In large part thanks to the fact that we were living in a way that makes me feel guilt because of poverty and starving people in wherever, etc. etc., we had a very lovely time in Budapest.

Until we took a bath in the world's largest toilet with every single person who lives in Europe.

People had told us we "just had to" experience a thermal bath while in Budapest.

These people made it sound like a romantic dip into a pristine mosaic-tiled body of water, erupting from the Earth's subsurface fountain of youth.

This is not what happened.

We were ushered into a long hallway, supposedly segregated by gender. I say "supposedly," because an entire family of very loud Portuguese woman encircled us in our part of the locker room, refusing to leave when Skylar repeatedly tried to lead them to an exit, telling the young girls in attendance that if they saw him naked they would "never feel like a real man," like he was that uncle from Home Alone.

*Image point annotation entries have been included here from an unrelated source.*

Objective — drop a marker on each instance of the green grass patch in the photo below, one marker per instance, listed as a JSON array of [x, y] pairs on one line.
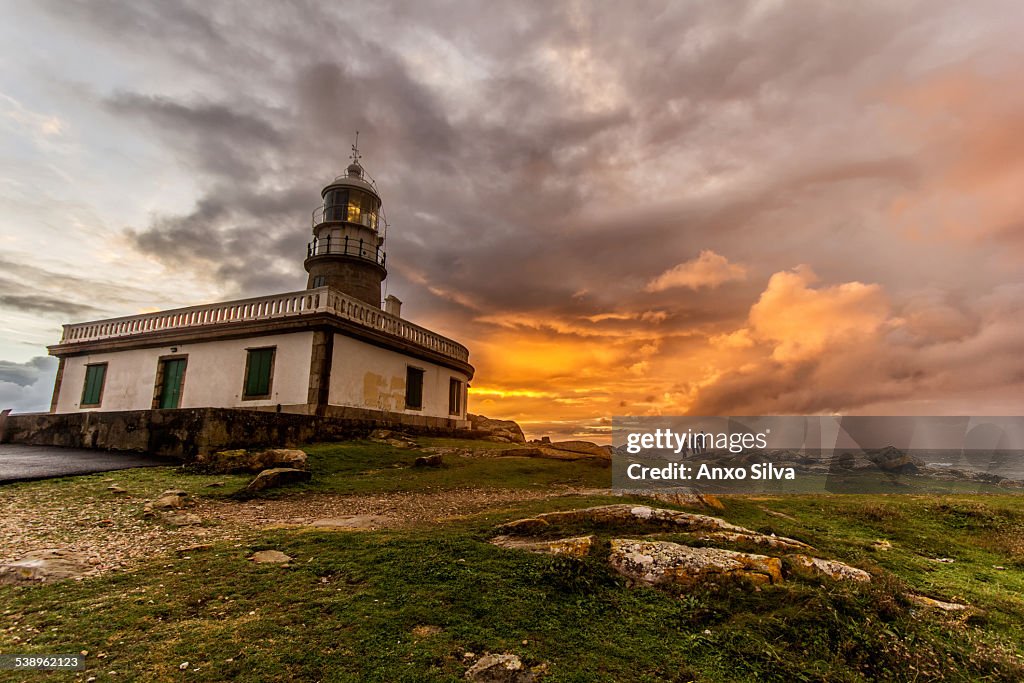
[[349, 605]]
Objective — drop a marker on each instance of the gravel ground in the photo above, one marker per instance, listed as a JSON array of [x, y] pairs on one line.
[[115, 536]]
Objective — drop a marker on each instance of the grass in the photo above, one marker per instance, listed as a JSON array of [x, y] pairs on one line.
[[349, 605]]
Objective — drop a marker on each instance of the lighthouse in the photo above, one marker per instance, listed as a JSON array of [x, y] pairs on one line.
[[347, 250], [330, 350]]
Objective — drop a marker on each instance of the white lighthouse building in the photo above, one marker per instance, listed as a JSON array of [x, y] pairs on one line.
[[329, 350]]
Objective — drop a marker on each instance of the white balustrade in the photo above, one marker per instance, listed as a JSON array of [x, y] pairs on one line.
[[293, 304]]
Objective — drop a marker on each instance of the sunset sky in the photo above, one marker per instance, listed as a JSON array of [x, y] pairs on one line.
[[714, 208]]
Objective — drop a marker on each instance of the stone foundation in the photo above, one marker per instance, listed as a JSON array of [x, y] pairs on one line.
[[184, 433]]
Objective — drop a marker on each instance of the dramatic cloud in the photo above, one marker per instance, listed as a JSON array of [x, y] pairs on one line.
[[27, 386], [709, 269], [679, 207]]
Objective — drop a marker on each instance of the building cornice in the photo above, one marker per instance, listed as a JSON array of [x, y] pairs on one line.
[[322, 308]]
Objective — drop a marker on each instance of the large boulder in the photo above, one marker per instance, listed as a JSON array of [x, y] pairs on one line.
[[278, 476], [662, 562], [241, 460], [574, 547], [499, 430], [44, 565], [656, 518]]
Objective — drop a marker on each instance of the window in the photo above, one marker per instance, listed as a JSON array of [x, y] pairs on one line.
[[170, 382], [455, 396], [92, 392], [335, 205], [414, 388], [259, 373]]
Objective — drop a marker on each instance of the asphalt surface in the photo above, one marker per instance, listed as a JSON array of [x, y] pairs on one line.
[[22, 463]]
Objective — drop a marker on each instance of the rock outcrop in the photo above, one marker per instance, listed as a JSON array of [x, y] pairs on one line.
[[561, 451], [500, 669], [269, 557], [497, 430], [392, 438], [169, 500], [576, 547], [42, 566], [279, 476], [830, 568], [662, 562], [241, 460]]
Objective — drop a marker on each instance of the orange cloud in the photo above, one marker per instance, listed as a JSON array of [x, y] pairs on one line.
[[707, 270], [801, 322]]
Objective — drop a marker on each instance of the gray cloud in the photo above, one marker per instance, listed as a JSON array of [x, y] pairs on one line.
[[27, 374], [546, 161]]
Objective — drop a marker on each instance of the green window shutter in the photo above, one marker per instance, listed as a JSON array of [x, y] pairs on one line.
[[260, 365], [93, 389], [414, 388]]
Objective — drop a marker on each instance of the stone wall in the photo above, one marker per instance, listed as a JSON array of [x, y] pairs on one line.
[[184, 433]]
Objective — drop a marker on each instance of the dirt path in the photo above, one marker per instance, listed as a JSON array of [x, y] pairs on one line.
[[114, 535]]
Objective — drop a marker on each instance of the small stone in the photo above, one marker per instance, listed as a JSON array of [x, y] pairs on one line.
[[270, 556], [180, 518], [195, 548], [43, 566], [504, 668], [276, 476], [426, 631]]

This place was beyond disgusting. The entire thing smelled like the dirtiest gas station bathroom you have ever visited.

The floors were covered in one inch of brown water.

And the entire building was swarming with naked people.

We thought it might be better if we just got out of the locker room and found the baths.

The four of us floated around in Hungarian toilet water, trying desperately not to touch any of the 384 thousand people that were floating within inches of us, like we were playing the world's grossest game of human Operation.

Every square meter of the baths contained upwards of 5 obese middle-aged men in saggy whitey tighties.

After staying in this water for approximately 4 minutes, which water I swear to you smelled like actual human feces, we exited the pool and bee lined it for the locker rooms.

On the way out we saw a sign that said, "Because human body breed many bacterias which thrives in waters of 40 degree celcius, it is advised to bathe in strong soaps for to stop disease."

So at least nobody was lying to us.

We bid farewell to the ladies this morning and boarded a train to a nice town in the north east spelled something like "Gyor" but which is pronounced using at least 14 sounds the English-speaking mouth is physically incapable of making.

More to come.

Blue Church, Bratislava.





The gorgeous concert hall where the (ok I'll admit it) really impressive symphony took place. 
Parliament building, Budapest, by night.

Budapest by night.



Skylar always takes the most lovely pictures of me.